Wise went even lower than that to secure his first PGA Tour win. That came in the 2019 Byron Nelson thanks to laps of 65-63-68-65.

This event should absolutely be in his wheelhouse and he showed that on debut in 2016 when a third-round 63 helped him take 16th place.

Like McNealy, that came when he was still an amateur so this tournament holds some special memories.
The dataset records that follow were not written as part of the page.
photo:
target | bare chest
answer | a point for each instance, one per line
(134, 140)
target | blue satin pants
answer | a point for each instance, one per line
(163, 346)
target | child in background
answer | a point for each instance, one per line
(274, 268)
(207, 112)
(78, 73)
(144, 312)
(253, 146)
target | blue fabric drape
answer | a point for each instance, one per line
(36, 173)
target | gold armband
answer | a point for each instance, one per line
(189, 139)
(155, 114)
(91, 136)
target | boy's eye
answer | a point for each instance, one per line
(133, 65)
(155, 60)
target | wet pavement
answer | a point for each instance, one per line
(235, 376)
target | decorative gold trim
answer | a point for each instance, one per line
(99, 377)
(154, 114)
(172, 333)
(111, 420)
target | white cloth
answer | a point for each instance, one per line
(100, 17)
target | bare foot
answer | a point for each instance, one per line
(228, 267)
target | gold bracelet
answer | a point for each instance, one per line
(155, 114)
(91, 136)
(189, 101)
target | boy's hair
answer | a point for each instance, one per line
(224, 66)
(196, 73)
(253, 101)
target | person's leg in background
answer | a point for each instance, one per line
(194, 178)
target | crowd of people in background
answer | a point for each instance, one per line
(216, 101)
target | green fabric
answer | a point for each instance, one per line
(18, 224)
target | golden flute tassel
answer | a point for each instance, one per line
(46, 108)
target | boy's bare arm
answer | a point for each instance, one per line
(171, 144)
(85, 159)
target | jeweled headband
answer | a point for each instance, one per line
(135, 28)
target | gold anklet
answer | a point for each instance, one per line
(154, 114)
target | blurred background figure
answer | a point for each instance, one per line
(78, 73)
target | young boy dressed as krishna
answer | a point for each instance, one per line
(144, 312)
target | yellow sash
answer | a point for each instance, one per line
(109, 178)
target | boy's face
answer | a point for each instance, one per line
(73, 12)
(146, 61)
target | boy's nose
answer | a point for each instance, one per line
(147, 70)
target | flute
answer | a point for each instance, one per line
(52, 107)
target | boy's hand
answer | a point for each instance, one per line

Talking about his career arc, Wise said at Kiawah Island: “I figured in order to play these tough golf courses, the majors, WGCs, I had to become a better ball striker, and I worked hard on that,

“And in that process I kind of lost my putting and lost my chipping a little bit. That’s been a big focus for me this last year or so, to get that back on track, and now I feel like I’m kind of in the sweet spot where I’m hitting the ball good, I’m chipping great, and my putting is kind of coming back into form.”

The latter is still a little in and out but he was 25th and 26th for SG: Putting in two of his last three starts so there are some positive signs.

Back Wise at 33/1.

It’s amazing when comparing the the SG: Off The Tee and SG: Putting lists how many of the best drivers are way, way down the putting stats so I’ve looked at some more recent data.

Falling into the category of traditionally good driver with decent recent putting stats is Lucas Glover.

The American is again in the top 25% for Off The Tee this season but less typical is the fact that he’s gained strokes with the putter in eight of his last 10 PGA Tour starts.

That’s helped him string some decent results together and he’s posted fourth in the Texas Open and eighth ta the Charles Schwab Challenge.

He shot middle rounds of 67-65 at Colonial and that course has some strong correlations with this one.

But how has he actually performed at TPC Deere Run? Well, there’s some good news there too.

Glover was tied 10th the last time the event was played (R2 64) in 2019 and also made the top 25 on his previous visit in 2017. He also shot a Friday 62 in 2013.

Speaking several years back, he said: “I’ve got good vibes here. They actually gave me a start here in ’02 right out of college, and I played well for two days. I was kind of just getting my start, so I’ve always had a good vibe here.

“I like the golf course. I mean, you hit every club in the bag and a variety of holes and great risk‑reward holes.

“A lot of the tee shots set up well for me, and any time you’re putting well, you feel pretty good anywhere.”

Put the history, recent course form and decent putting stats together and he’s worth a look at 50/1.